# Is vaping safe for pets?



## Frank Zef (1/7/15)

I remember when I was still a smoker, my dog hated the exhaled smoke.
Now that I am vaping, my dog tries to eat the clouds. 
(he also sometimes tries to eat the floor, Staffies are strange)

Is this OK?

Reactions: Funny 4


----------



## shabbar (1/7/15)

perfectly safe , check this mouse got his own pv

Reactions: Winner 1 | Funny 5


----------



## Derick (1/7/15)

Heh - PG is harmful to cats in large quantities - so if your cat eats your PG bottle, take him to the vet. It causes some blood disorder which basically causes anemia in the cat.

Key words here though is 'large quantities' So a little bit of vapour is probably not going to cause any issues, but if you are worried about your cat, you can take them to the vet and they can test for PG overdose (or at least the effects).

Nicotine of course can kill any animal if they get enough of it in, so if they eat your e-liquid bottles, take them to the vet.

Dogs are fine with PG, it is in their food and is used to keep the food wet

Reactions: Informative 1


----------



## Lushen (1/7/15)

Thanks @Derick 
My pointer eats at my clouds all evening, especially anything with strawberry or my Daddler from the E Liquid project. Daddler is her favourite.

Good to know that it is safe for dogs.

Reactions: Like 2


----------



## Viper_SA (1/7/15)

My Jack Russell love kiwi/watermelon menthol. The dessert vapes not so much, and he hates tobacco flavors. Anything minty/mentholly he loves.

Reactions: Like 2


----------



## Waheed (1/7/15)

My cats love to stick their heads in the clouds and sniff what's being vaped on the day.


----------



## devdev (1/7/15)

My little ginger cat runs a mile when he sees a big cloud - but he is also scared of his own shadow.
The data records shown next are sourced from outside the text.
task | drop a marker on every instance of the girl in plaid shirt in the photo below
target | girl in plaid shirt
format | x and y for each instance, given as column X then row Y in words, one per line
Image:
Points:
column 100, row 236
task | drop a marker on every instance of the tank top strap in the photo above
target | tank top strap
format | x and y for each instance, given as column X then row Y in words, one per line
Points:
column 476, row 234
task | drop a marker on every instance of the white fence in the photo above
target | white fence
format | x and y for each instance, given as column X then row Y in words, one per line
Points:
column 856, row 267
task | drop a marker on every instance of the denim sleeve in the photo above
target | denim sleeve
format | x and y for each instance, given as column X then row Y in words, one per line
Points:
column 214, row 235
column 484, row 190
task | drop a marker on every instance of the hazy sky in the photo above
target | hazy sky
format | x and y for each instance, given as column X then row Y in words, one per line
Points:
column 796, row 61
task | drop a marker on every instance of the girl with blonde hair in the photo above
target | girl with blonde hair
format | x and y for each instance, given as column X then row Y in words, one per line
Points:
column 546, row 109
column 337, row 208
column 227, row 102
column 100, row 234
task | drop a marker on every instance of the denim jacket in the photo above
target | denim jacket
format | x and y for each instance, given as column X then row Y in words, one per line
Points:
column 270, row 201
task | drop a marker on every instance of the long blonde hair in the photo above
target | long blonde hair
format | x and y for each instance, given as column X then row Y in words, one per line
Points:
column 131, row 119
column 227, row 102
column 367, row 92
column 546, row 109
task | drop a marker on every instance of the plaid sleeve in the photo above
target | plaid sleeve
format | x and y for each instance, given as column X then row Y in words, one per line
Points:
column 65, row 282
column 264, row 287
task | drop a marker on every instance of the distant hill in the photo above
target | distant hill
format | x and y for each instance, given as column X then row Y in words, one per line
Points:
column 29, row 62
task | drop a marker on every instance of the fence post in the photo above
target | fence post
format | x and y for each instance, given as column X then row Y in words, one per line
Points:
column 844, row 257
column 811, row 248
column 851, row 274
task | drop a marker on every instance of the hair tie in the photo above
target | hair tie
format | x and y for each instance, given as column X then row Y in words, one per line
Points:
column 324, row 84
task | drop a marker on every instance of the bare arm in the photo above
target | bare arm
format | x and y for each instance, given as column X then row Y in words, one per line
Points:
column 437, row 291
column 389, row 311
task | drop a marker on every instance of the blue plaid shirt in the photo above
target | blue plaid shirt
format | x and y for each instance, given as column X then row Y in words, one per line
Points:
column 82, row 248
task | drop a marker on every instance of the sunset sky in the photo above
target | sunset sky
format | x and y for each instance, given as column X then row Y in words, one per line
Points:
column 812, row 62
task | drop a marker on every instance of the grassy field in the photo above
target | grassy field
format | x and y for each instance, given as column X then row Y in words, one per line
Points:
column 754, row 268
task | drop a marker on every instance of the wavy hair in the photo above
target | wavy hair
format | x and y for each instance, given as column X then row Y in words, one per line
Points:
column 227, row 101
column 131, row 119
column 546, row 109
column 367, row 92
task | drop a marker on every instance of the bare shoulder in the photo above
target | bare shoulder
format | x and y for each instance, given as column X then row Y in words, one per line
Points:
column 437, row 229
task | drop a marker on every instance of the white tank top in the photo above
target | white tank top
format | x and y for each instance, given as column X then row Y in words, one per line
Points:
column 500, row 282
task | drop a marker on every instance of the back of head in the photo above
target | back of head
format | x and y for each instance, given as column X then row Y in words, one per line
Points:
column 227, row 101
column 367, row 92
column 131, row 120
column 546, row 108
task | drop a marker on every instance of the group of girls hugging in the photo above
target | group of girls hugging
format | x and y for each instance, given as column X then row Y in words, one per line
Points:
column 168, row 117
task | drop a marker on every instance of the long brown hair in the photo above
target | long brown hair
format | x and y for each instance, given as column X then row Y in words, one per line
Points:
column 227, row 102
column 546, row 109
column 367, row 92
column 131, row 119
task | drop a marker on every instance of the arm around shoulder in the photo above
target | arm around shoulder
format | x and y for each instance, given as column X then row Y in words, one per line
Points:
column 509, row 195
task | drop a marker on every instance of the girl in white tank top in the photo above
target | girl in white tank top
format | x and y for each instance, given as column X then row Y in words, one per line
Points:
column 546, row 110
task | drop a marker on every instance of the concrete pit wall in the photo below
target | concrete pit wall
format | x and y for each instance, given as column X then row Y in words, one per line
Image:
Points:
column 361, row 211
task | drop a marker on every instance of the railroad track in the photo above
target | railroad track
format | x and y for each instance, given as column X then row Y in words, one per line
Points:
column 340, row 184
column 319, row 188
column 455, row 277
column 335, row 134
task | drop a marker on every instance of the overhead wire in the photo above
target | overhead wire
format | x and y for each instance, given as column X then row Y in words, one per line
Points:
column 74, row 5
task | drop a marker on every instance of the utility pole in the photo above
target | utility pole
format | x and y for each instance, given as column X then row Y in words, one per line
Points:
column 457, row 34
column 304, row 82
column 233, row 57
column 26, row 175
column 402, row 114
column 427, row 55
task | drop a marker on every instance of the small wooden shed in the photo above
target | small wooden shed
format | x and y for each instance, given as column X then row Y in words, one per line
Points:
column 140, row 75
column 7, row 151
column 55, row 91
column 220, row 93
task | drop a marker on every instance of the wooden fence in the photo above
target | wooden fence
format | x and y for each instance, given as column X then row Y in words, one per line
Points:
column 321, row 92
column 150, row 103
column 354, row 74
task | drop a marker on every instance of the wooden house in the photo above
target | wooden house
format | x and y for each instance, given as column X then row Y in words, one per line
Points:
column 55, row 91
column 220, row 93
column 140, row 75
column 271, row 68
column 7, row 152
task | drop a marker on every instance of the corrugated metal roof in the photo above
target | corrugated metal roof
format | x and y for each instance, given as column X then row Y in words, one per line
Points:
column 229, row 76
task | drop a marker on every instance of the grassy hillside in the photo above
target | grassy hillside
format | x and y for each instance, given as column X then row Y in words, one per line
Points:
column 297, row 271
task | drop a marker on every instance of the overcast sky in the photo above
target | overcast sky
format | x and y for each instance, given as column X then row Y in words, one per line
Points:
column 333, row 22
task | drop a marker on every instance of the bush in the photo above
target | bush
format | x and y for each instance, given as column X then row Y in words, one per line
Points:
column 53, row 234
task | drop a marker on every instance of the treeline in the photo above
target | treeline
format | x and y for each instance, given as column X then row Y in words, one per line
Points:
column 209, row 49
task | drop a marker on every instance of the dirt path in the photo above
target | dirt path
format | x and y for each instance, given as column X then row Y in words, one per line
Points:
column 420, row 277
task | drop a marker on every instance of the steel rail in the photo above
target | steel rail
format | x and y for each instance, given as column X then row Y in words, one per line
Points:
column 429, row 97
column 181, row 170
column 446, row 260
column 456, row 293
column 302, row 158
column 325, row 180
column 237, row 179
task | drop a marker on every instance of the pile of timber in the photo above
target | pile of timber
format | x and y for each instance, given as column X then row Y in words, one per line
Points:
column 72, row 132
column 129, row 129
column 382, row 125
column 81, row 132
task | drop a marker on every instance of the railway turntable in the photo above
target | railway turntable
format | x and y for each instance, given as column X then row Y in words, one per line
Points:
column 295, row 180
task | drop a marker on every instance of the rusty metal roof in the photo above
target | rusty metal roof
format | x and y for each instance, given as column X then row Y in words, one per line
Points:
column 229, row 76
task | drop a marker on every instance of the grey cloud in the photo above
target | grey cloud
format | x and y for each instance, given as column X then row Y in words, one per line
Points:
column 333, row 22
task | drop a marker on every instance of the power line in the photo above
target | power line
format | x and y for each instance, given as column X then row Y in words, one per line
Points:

Sadly I have not been able to work out which flavours he likes, as soon as he hears an atomiser crackling juice he scoots away

Reactions: Funny 2


----------



## Ashley A (1/7/15)

Depends on how much your pet vapes.

Recommended daily allowance should not be more than 2ml per 5kg pet weight per day.

Reactions: Like 3 | Winner 2 | Funny 5 | Informative 1


----------



## ET (1/7/15)

shabbar said:


> perfectly safe , check this mouse got his own pv
> 
> View attachment 30386



nice


----------